We had a skype date first with Chad’s parents. The times were a bit confused. We thought we had made it for 6pm when they thought 6:30pm. So waiting with baited breath we called only to find no one on the other end. Chad called his dad and realized they were still out biking and thought the date was at 6:30. Great…Who else can we call asap!!? Chad’s sister…We called her and she was JUST sitting down to dinner. Ugh. So I called my mom and asked her where she was. She was. She was close! I told her to stop by to see the picture. She rushed over and we showed her the twins. I had told her and the rest of my family about my abnormally high risking hcg levels so she sort of already suspected it was twins but non the less she was thrilled. The next call was finally to Chad’s parents who knew nothing. We got on the call with them and made small talk for a bit while we waited patiently for them to open the email of the sonogram. FINALLY they got it and opened it…We sat and watched their faces as they opened the email and just ooed and awed our little babies. Turns out they had NO idea there were two there. They were very focused on “baby b”. As they kept commenting on how lovely baby b was. Then Chad asked them to look closer and see if there was anything else…SCREAMS of joy and laughter and shock arose as they realized that there were TWO little bubbles in the picture. I know that their reaction to this news will forever be one of my favorite memories of them. Pretty sure Chad and I got teary at this point too. His sister was next and had a more panicked shocked reaction. It was hilarious. She just kept asking “are you serious!?”. She called her husband in the room to take a look and he just started laughing. They had pretty great reactions as well.
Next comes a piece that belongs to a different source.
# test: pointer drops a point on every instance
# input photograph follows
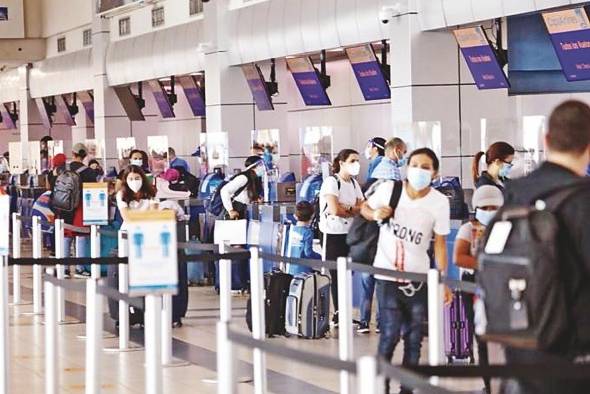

The next call was to my brother. He opened the email and didn’t even study the picture. He immediately said “wow, so you’re having twins”. Again, he already knew there may be a slight chance of that happening. Because my dad is completely computer illiterate, my mom had to facilitate him opening up his email. His reaction “cool, twins”. He later called the next morning and told me the news hadn’t quite hit him but that he was also thrilled at the prospect of having not one but two grandchildren.
I am assuming this is why I have felt crappy since about week 5. My doctor prescribed me some Zofran to help ease my nausea. I’m a little nervous to take it as I don’t want to do anything to harm my babies but the time came where the morning sickness felt so bad on Thursday night and all day Friday and then again on Saturday morning that I couldn’t take it any longer. I scarfed a pill and decided it was shear joy and magic. I’m in love with what my husband has named “Zo-friend”. I am trying not to take it often, only when I absolutely need it (again, today was one of those days as I’m back at work and can barely get through the day). I’m hoping that I can do it every other day. I did get to work out on the elliptical for almost an hour both Sat. and Sun. this weekend because of the stuff. I’m not sure how I’m going to work out anymore during a workday though unless I take time off. I can’t stomach it in the morning, not enough time or equipment at lunch, and I’m too tired at night. Hey at least I have the morning sickness under control! Now, if I can just stop leaving my pills at home and forgetting to take them I’ll be on a semi-close path to success.